# herp season well on way in east vic



## ReptilianGuy (Sep 30, 2009)

hey all. been noticing the increasing rise of road kill herps on our main roads here in gippsland over the last couple weeks. so after seeing some more on the road after all the rain and flood water and 2 warm days cass (shnakeygirl) and i went to our localwet land and came by this lil guy and a red belly that slipped into the water rather quick. so here's the copperhead we found.


----------



## cracksinthepitch (Sep 30, 2009)

Such beautiful snakes Copperheads, nice pics


----------



## ReptilianGuy (Sep 30, 2009)

cheers, they are,first living elapid i've found since moving to vic, much more beautiful and amazing when alive... so hopefully a good start to a good herp season


----------



## garycahill (Sep 30, 2009)

You should come down to Mary Creek in the north of Melb some time ReptilianGuy.
Heaps of Tigers, few Browns & RBBS if you are lucky. 
I haven't found a Copperhead there yet, not to say that there are none though. 
Healthy frog & skink populations along there, so the elapids arn't too far behind.
There is also a juvie Lacey in one section. 
Pretty much guarantee that it has been released or escaped, as it is way too far west & out of it's normal range.
It is a dark Vic form though.


----------



## James..94 (Sep 30, 2009)

Nice pics


----------



## Acrochordus (Oct 1, 2009)

Great find, Copperheads they are one of the snake i need to find before it starts to come around to Winter again.
Thanks Tim.


----------



## ryanharvey1993 (Oct 1, 2009)

nice looking snake, love copperheads, tim, do you get them in your area? if not head more to the blue mountains, I have seen pics of nice ones found there.


----------



## CHEWY (Oct 1, 2009)

What time did you find him? Looks like it's at night.


----------



## Acrochordus (Oct 1, 2009)

ryanharvey1993 said:


> nice looking snake, love copperheads, tim, do you get them in your area? if not head more to the blue mountains, I have seen pics of nice ones found there.

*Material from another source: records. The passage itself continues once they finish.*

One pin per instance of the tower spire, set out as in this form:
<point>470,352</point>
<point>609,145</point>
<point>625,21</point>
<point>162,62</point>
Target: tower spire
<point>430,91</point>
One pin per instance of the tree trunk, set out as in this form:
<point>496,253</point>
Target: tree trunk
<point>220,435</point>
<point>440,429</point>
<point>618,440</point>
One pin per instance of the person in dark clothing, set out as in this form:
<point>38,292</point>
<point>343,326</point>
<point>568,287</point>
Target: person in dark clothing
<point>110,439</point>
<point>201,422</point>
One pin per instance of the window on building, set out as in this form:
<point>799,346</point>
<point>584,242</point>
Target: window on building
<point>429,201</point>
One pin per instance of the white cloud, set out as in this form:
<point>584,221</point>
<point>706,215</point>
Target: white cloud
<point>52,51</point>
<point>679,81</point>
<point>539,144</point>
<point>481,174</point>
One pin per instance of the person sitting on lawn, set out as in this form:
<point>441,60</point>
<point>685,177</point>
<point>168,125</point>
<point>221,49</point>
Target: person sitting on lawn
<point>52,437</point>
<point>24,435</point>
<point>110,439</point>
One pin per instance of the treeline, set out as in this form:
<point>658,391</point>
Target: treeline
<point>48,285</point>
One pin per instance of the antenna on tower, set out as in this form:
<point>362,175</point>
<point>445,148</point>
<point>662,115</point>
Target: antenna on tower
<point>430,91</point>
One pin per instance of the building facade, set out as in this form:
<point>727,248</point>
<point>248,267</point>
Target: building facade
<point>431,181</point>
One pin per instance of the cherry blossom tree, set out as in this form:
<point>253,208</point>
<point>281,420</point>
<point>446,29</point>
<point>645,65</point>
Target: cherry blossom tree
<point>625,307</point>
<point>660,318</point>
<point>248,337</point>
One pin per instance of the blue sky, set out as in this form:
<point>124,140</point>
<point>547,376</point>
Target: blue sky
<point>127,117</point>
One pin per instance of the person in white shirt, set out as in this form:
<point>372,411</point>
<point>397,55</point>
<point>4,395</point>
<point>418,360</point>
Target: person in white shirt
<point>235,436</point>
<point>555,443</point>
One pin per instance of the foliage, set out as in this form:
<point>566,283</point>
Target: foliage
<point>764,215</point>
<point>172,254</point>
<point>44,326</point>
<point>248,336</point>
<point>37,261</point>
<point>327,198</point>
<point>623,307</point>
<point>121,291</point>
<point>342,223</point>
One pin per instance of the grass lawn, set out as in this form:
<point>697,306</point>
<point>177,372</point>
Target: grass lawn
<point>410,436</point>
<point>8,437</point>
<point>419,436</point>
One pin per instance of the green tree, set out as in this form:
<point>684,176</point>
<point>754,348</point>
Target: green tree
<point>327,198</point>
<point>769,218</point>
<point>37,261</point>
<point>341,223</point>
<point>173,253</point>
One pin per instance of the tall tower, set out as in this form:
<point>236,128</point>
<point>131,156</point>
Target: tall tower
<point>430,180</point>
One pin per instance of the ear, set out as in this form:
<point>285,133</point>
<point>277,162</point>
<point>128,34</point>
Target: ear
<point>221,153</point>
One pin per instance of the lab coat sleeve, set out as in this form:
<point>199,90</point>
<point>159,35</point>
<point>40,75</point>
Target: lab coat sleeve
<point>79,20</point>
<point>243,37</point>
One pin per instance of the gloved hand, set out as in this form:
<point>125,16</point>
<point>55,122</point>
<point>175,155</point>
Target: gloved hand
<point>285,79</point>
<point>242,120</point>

Nah Ryan, not found near my area, Yea i will have to head down there, since i have allready been to the Blue Mountains once this year and know the way to get there.
Thanks Tim.


----------



## Snake Catcher Victoria (Oct 1, 2009)

Nice pics, copperheads are usually out before other snakes around here.
I was called out to one this morning, and one last week.
The season has finally arrived.
You and Cass should come down the peninsula sometime.


----------



## saratoga (Oct 1, 2009)

Nice find with the copperhead.
A couple of weeks ago during the unusually warm spell I saw quite a few RBB's in east Gippsland and a stack of Tigers (well 10 in 2 hours) along the Yarra here in Melbourne. Went out yesterday morning and only saw 3....all very wary. Am trying unsuccesfully to do some video stuff.


----------



## Snake Catcher Victoria (Oct 1, 2009)

Well, I am looking forward to your videos Greg. if they are half the quality of your pics they will be great.
Here is the little guy from this morning.
Cheers


----------



## ReptilianGuy (Oct 1, 2009)

thanks guys, it was 6pm by the waters edge were it was found...
we're actually on our way to t/ville for a week and will be doin some serious herping in my fave spots up there... cass is wanting to see a mulga and taipan while we're up there and i want shots of a resident blue bellied GTS population i know of... oh and the monitors to... 
haven't beento merri ck yet but have gone to the yarra a few times only to find bats birds and skinks... will definetely try it one day this season...

anyway will add pics as we get them and have time and range. l8r till then


----------



## ReptilianGuy (Oct 2, 2009)

day 1. good start for NQ herping with this lil yellow spot monitor


----------



## Red-Ink (Oct 2, 2009)

Good job mate finding that one. I saw a doco in TV not so long ago on how they are becoming harder to find due to them eating cane toads.


----------



## Acrochordus (Oct 2, 2009)

Nice _Varanus panoptes, _Red-Ink i watched the same documentry.
Thanks Tim.


----------



## Red-Ink (Oct 2, 2009)

Acrochordus said:


> Nice _Varanus panoptes, _Red-Ink i watched the same documentry.
> Thanks Tim.


 
Yeah it was a very interesting doco but very sad as well with what's happening up there.


----------



## ReptilianGuy (Oct 2, 2009)

Red-Ink said:


> Good job mate finding that one. I saw a doco in TV not so long ago on how they are becoming harder to find due to them eating cane toads.


 

wouldn't pass on it as it is true, just a matter of local knowledge and dumb luck as i was not expecting to find one where we were and a tourist actually pointed this one out for us so felt a lil silly... but was good encounter and for cass's first monitor encounter she was pretty extatic and happy...


----------



## Ravyk (Oct 5, 2009)

Just finished a holiday across the south western/north western of Vic.

Saw a few lizards on the sides of the road, not many dead which was good. Saw a bearded dragon and three shingle backs [all of which we had to brake hard or swerve to miss] alive on/on the side of the road.

This was the last one we saw [very lucky indeed, if I hadn't spotted him he'd have been run over]


----------